Ashley Hope Perez, What Can(t) Wait, Carolrhoda/Walker Books Australia, 1 June 2016, 234pp., $16.99 (pbk), ISBN 9780761384991
Set in the American town of Houston, this story of Marissa, a talented teenaged mathematician born into a Mexican immigrant family, charts the relentless struggle against poverty and disadvantage that is necessary if she is to follow her dream.
Family responsibilities work against Marissa as she tries to study for university entrance exams. She must earn vital money to help her parents as well as babysit her beloved niece. The mistakes of Marissa’s elder siblings are explored in the plot, demonstrating the possible futures in store for Marissa if she cannot break the cycle of poverty and ignorance.
Love, peer relationships and sexual attraction prove to be obstacles, as well as life-enhancing experiences, in Marissa’s quest to organise priorities in her life.
The help of a supportive teacher revives a theme often seen in teenage stories. Ironically, Marissa’s parents work against, rather than for, the progress of her education. She keenly feels the difference between her parents’ attitudes to education and those she witnesses in the lives of other students.

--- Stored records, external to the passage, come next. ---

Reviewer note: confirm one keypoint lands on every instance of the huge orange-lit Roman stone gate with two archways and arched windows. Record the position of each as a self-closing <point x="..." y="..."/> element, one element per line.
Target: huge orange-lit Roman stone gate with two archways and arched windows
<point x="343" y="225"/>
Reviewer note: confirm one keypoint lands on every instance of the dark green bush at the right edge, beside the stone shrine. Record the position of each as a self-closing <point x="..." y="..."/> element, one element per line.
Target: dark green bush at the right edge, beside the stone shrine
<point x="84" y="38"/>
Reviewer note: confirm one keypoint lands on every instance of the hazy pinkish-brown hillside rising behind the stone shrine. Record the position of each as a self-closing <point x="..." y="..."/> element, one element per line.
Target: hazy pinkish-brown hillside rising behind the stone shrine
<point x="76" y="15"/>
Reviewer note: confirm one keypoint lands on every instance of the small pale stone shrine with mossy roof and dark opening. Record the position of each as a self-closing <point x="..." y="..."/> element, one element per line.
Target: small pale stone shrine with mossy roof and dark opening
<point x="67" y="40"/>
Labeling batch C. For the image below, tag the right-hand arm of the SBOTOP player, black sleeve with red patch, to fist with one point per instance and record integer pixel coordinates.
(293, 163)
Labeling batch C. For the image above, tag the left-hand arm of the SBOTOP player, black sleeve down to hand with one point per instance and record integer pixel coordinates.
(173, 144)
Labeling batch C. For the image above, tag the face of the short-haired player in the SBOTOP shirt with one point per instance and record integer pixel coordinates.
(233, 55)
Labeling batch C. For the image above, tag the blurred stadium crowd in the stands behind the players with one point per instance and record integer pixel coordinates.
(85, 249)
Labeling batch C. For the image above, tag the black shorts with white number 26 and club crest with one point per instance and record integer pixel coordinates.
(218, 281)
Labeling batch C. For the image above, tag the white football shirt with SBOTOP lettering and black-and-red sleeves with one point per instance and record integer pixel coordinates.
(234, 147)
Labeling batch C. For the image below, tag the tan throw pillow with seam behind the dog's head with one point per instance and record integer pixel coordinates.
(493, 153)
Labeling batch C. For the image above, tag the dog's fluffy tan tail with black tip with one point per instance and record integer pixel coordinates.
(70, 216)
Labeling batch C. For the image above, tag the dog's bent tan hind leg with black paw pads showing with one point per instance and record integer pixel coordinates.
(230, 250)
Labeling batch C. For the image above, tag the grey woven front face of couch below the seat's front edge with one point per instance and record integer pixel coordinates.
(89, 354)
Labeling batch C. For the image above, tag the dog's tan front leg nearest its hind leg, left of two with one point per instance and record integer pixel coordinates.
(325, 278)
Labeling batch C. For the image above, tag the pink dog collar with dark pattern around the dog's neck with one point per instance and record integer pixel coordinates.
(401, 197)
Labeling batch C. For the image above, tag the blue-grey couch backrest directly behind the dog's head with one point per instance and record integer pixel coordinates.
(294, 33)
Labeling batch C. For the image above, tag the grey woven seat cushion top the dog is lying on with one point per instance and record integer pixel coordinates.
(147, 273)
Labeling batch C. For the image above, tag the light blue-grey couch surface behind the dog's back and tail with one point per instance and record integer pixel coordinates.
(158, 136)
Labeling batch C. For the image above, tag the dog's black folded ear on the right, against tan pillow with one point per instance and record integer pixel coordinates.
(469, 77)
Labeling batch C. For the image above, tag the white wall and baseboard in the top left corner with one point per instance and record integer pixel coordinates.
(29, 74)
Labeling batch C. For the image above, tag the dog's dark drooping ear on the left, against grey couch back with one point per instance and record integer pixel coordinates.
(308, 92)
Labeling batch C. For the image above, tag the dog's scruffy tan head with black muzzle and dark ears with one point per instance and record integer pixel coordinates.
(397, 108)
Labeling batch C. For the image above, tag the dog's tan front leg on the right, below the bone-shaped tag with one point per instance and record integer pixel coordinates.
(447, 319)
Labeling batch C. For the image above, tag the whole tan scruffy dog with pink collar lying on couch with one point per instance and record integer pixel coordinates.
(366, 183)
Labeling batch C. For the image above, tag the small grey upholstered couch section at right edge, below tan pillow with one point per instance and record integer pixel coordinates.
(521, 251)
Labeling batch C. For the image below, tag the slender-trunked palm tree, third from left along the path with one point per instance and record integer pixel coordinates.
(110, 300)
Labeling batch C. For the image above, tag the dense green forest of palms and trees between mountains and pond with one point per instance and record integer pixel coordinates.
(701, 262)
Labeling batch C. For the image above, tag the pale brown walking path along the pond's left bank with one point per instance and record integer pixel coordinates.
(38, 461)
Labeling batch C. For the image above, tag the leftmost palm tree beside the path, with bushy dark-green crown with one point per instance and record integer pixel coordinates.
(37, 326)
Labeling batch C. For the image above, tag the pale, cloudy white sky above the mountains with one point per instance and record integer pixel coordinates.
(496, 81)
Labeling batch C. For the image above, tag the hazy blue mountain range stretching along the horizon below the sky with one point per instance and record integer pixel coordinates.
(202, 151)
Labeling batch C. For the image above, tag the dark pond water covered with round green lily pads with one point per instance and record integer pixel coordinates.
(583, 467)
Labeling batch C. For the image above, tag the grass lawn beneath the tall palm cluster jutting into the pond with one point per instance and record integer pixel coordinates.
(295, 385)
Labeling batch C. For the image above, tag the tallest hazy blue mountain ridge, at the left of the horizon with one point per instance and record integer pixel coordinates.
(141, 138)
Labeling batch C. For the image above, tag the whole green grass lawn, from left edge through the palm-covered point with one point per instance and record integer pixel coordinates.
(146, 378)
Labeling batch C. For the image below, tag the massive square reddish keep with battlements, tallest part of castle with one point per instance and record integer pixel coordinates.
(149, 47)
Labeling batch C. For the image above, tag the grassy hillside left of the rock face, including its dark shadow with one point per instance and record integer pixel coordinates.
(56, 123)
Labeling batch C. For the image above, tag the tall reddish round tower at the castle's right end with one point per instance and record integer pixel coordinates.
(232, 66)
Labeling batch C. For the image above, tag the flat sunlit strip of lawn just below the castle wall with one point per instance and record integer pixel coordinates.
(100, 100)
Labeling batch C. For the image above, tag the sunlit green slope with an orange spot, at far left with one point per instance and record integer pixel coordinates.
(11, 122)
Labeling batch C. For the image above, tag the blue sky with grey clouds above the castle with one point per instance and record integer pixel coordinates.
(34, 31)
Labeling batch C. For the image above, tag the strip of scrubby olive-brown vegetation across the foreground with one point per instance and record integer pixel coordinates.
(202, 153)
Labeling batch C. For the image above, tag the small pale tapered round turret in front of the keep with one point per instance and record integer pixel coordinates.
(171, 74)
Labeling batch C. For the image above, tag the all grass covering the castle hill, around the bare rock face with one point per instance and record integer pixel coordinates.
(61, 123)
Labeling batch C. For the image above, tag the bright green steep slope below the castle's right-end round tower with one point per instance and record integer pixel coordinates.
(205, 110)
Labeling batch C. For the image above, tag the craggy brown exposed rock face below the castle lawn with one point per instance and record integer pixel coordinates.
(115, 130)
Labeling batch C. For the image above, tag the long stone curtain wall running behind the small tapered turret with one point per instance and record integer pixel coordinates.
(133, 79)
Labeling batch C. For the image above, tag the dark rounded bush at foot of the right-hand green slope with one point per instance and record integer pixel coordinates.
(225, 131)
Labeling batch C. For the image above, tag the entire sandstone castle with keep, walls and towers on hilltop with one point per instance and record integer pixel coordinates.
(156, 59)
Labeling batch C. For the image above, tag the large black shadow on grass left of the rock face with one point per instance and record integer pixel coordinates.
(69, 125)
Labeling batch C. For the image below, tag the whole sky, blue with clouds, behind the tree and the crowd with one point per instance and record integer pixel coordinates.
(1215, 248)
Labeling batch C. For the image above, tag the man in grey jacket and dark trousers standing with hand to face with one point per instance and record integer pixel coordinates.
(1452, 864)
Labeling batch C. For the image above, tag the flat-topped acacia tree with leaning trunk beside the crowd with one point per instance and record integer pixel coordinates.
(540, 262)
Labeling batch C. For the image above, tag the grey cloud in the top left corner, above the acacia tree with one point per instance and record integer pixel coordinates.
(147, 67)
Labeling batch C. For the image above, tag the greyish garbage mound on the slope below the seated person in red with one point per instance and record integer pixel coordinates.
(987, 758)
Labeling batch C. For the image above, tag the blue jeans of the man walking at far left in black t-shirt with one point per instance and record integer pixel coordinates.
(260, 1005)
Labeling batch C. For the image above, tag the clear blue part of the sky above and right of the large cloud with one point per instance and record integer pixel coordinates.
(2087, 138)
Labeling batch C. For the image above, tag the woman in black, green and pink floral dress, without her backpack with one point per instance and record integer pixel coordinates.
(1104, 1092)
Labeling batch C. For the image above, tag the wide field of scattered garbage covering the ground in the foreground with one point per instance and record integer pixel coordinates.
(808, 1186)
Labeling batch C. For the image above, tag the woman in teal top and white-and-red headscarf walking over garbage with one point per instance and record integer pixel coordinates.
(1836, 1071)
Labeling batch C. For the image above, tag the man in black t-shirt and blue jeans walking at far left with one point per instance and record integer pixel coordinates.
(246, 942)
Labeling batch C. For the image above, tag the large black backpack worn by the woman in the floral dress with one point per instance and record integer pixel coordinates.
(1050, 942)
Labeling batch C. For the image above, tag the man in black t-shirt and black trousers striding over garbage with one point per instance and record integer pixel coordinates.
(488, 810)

Her need to respect and obey her strictly religious parents conflicts with the desire to escape and better herself through tertiary studies. Here, the difference between Australian and American social customs becomes apparent. The opportunity to take up a university scholarship requires her to also leave her home and family. A complete break with the illiterate father who can’t accept her autonomy to make choices is required. Her mother, trapped in an unequal marriage, reluctantly comes to support Marissa’s decision in a bitter-sweet ending.
A highly readable novel with good narrative pace and believable characters, offering an insight into cultural diversity and the problems faced by teenagers in growing up within restrictive social subcultures.